Saturday, 21 April 2012

Rain in the garden

Today (Sunday) it is raining. The ground needs a good soak so rain is good.

Yesterday was first grandchild Williams's first birthday. We went to celebrate at his house in Kew. He loved the attention, and had his first taste of cake, when his mum gave him a piece of his clock cake, decorated to the time of day he was born. It was a beautiful afternoon because he is so responsive to company- not shy, and very ready to chuckle. We played a game throwing and catching balloons and he was screaming in delight. It's often the simple pleasures that are the best. Like many kids at his stage, he was just as excited about the wrapping paper on his present as the duplo blocks inside.

Our little granddaughter Leah came to help celebrate. She is a much gentler little soul,with a cute shy smile. It is such an unexpected pleasure to hold a grandchild. I never suspected that having grandchildren would be so special. We are grateful for the opportunity to share in their lives.

Which brings Mum to mind. This was taken the other day when I called in to visit her in The Terraces where she lives.

We went out for a coffee, and this was taken on the walk back. Mum wanted to be back in time for lunch. She doesn't like the thought of missing a meal! When I arrived she was sitting in one of the lounges with two other ladies. I paused to watch before they saw me and noticed that they were not chatting or reading- just staring blankly ahead. That is so hard to watch as Mum was so vibrant before Alzheimer's- interested in sewing, and house prices, and bargains!
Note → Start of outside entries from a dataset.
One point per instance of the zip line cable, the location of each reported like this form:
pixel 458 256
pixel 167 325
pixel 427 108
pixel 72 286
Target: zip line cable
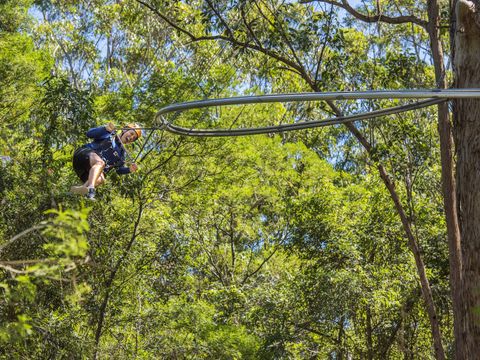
pixel 434 96
pixel 300 125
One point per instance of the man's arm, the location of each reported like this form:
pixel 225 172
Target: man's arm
pixel 127 169
pixel 101 132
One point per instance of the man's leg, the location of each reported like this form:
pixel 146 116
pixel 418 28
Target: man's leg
pixel 95 176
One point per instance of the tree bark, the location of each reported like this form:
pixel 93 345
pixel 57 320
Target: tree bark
pixel 467 137
pixel 448 178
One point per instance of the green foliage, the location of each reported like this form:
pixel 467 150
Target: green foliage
pixel 263 247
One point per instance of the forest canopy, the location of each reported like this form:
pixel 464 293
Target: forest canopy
pixel 326 243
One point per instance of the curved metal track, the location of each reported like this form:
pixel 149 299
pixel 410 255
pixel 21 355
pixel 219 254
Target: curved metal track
pixel 435 96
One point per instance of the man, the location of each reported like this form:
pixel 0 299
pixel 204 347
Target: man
pixel 93 161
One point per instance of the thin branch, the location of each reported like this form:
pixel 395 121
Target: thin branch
pixel 373 18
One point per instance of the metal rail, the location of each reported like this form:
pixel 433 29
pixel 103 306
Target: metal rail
pixel 435 96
She did enjoy seeing the recent photos of our holiday, but struggled to place who was who. I talked with her about Dad, and her eyes filled with tears. She asked, "Did I look after him well when he was sick?" she said she remembers him in a room, and I think she means the hospital, but it is hard to know exactly what she is thinking.

I have great respect for her at the moment, because she knows her memory is slipping, and she talks about the big blank parts, where she can remember being in her teens, but can't remember the years when we were all growing up. She can remember some recent events, but the immediate past is a blur. She said "I'm scared about the future, but there's nothing I can do to stop this (Alzheimer's) getting worse, so I just have to take one day at a time. Her faith in God gives her comfort. There is a lot to be said for a simple trust in a loving God.